The Senior Managers and Certification Regime is a UK law that will affect all firms regulated by the Financial Conduct Authority. We asked compliance consultant Paul Henshaw to explain the significance for US firms that may be affected.

How would you describe SMCR?

The initiative seeks to reduce harm to consumers and strengthen market integrity by making individuals more accountable for their conduct and competence. It also sets new standards in financial services by encouraging a culture of staff at all levels taking personal responsibility for their actions.

When is it due to come into force?

On 9 December 2019

Say my firm is based in the US – under what circumstances will this apply to us? 

UK firms that are affiliated to a larger overseas firm (such as a London based subsidiary of a US investment manager) are currently required to maintain separate authorization by the FCA and, as such, are subject to its governance and organizational requirements. This need for appropriate, local substance is sometimes referred to as having “hearts and minds” in the UK – i.e. individuals who the FCA can hold to account for the regulatory performance of the UK firm.

Although SM&CR does not change the fundamental legal and structural requirements for such UK affiliates, it does change the balance of accountability somewhat in respect of managers of the parent entity who play a significant role in the management of the UK firm. In certain regards, there is no territorial limitation on the SM&CR – therefore, it will apply to anyone who performs a senior management role with respect to an entity domiciled in the UK, whether they are actually based in the UK or overseas.

The FCA comments that “where an overseas manager’s responsibilities in relation to the UK are strategic only, they won’t need to be a senior manager.” However, if they are responsible for implementing that strategy, and have not delegated that responsibility to a senior manager in the UK, they are likely to be performing a senior management function (SMF).

Hence, some UK firms may wish to consider whether certain senior managers in an overseas entity in fact occupy key decision-making and oversight roles in the UK firm, and hence require FCA approval as SMFs.

How might firms breach the rules?

An example might be an inadvertent breach due to lack of staff awareness of the rules and the new obligations it places on firms. For example: a failure to produce clear statements of responsibilities and thereafter update them, or incorrectly set up certification arrangements – introducing shortcomings into the process for assessing competency and fitness and propriety.

What is at stake if they do?

Any breach of regulatory obligations can present regulatory, legal and reputational risks.

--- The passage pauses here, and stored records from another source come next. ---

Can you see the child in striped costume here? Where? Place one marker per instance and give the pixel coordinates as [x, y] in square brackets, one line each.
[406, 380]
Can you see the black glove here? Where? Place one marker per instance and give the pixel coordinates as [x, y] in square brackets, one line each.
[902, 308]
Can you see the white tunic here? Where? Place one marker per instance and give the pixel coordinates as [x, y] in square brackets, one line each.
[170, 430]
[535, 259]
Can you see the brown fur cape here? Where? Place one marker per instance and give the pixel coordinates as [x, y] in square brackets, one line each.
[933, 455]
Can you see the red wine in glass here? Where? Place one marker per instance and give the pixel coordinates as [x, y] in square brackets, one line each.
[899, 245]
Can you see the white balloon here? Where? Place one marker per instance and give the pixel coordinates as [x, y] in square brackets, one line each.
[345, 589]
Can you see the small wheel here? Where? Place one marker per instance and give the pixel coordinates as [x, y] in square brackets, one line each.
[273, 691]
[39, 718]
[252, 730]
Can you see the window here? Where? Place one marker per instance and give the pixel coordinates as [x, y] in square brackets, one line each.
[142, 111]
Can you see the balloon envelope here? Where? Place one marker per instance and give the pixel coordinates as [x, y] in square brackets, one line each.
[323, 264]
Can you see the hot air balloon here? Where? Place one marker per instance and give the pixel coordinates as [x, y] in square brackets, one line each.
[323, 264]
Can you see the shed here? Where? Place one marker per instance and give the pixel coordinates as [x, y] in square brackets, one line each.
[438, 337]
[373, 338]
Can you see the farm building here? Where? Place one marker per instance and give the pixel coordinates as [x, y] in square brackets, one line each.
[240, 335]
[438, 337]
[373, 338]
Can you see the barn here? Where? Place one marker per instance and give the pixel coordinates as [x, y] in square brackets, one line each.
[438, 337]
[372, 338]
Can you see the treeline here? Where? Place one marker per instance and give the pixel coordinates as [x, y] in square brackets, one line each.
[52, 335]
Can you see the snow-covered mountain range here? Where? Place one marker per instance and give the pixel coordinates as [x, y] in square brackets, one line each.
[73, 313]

As former US deputy attorney general Paul McNulty once said: “If compliance is expensive, try non-compliance!” The quote has passed into cliché but remains resolutely accurate.

Say I’m the CFO of a large private equity firm in the US set to be implicated in SMCR regulations – what should I do next?

The first thing to do is initiate a regulatory change project program and assign ownership for that task. The project owner should acknowledge that there are three distinct regimes here: the senior managers, the certification and the conduct regime. Duties and obligations under each strand should be understood, including the classification of your relevant SMCR firm type. Understanding the key concepts of SMCR is also essential, including: statements of responsibility, significant management functions, the duty of responsibility, prescribed responsibilities, fitness and propriety, training requirements and regulatory references. These concepts should then be made real within the business in the form of updated policies, procedures and a program of training – all of which should inculcate the message of good culture that the regime seeks to reinforce.

Paul Henshaw is a senior principal consultant with ACA Compliance Group.